Nix-casync, a more efficient way to store and substitute Nix store paths

rickynils · December 21, 2021, 7:41pm

I tested nix-casync (rev 25eb0e59e23fd580187cab3c8e7860d9c0044e0c) on a bunch of nar files from nixbuild.net. In nixbuild.net, we store all nar files in ZFS pools, using the builtin lz4 compression in ZFS (with default settings). I compared how nix-casync performs (storage-wise) to that, and also tried out how the zstd compression of ZFS performs (by copying all nar files into a new, zstd-enabled, ZFS pool).

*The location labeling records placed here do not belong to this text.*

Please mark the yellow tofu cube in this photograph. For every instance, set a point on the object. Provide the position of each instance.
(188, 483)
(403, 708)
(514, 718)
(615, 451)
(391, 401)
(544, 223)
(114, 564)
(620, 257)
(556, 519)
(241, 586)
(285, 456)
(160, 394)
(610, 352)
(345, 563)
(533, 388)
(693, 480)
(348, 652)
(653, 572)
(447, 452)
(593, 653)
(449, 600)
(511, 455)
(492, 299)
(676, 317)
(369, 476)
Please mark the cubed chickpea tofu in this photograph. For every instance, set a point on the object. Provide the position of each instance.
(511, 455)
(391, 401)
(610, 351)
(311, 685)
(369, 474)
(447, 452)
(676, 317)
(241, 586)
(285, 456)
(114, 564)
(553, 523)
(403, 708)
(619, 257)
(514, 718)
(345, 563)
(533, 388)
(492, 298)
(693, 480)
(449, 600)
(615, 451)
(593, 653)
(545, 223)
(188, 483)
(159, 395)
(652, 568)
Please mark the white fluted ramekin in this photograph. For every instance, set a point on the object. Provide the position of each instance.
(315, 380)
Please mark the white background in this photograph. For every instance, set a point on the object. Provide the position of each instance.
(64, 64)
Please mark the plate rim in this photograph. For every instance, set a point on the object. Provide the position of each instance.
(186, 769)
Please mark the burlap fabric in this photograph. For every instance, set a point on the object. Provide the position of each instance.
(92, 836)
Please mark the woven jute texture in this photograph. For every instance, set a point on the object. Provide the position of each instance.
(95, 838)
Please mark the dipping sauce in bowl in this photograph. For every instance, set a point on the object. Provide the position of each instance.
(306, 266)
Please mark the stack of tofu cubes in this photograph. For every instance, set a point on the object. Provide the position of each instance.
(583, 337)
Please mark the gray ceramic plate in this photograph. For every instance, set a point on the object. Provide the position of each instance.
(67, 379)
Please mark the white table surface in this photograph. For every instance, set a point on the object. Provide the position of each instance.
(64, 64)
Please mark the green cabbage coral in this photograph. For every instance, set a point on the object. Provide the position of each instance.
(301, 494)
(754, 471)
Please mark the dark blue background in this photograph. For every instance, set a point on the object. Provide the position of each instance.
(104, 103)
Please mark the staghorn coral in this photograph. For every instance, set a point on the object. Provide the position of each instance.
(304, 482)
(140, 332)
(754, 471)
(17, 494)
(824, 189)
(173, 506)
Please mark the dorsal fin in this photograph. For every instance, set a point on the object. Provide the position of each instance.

I didn’t look into the performance in terms of throughput and CPU usage, because I ran most things with nice/ionice and also ran multiple disk-intensive tasks at the same time as the nix-casync ingestion. I know (from the HTTP log of nix-casync) that many nar files took multiple minutes to ingest. It would probably be interesting to run a performance test under more controlled circumstances, especially against a large existing chunk store.

This was the data set i tested with (all “real-world” nar files, a subset of the nixbuild.net store):

| | |
|—|—|—|
| number of nar files | 671652 |
| total nar file size (MB) | 8012630 |

After ingesting this into nix-casync, I ended up with 34219994 chunks in the chunk store. I then summed up the sizes of all zstd-compressed chunks, and also of the uncompressed sizes of all chunks to get a feeling for how much deduplication vs zstd-compression matters.

	size in MB	compress ratio
zfs+lz4	3816761	2.10
zfs+zstd	2978241	2.69
nix-casync (uncompressed)	2487089	3.22
nix-casync (zstd)	1223264	6.55

As you can see, nix-casync managed to achieve an impressive compression rate of 6.55!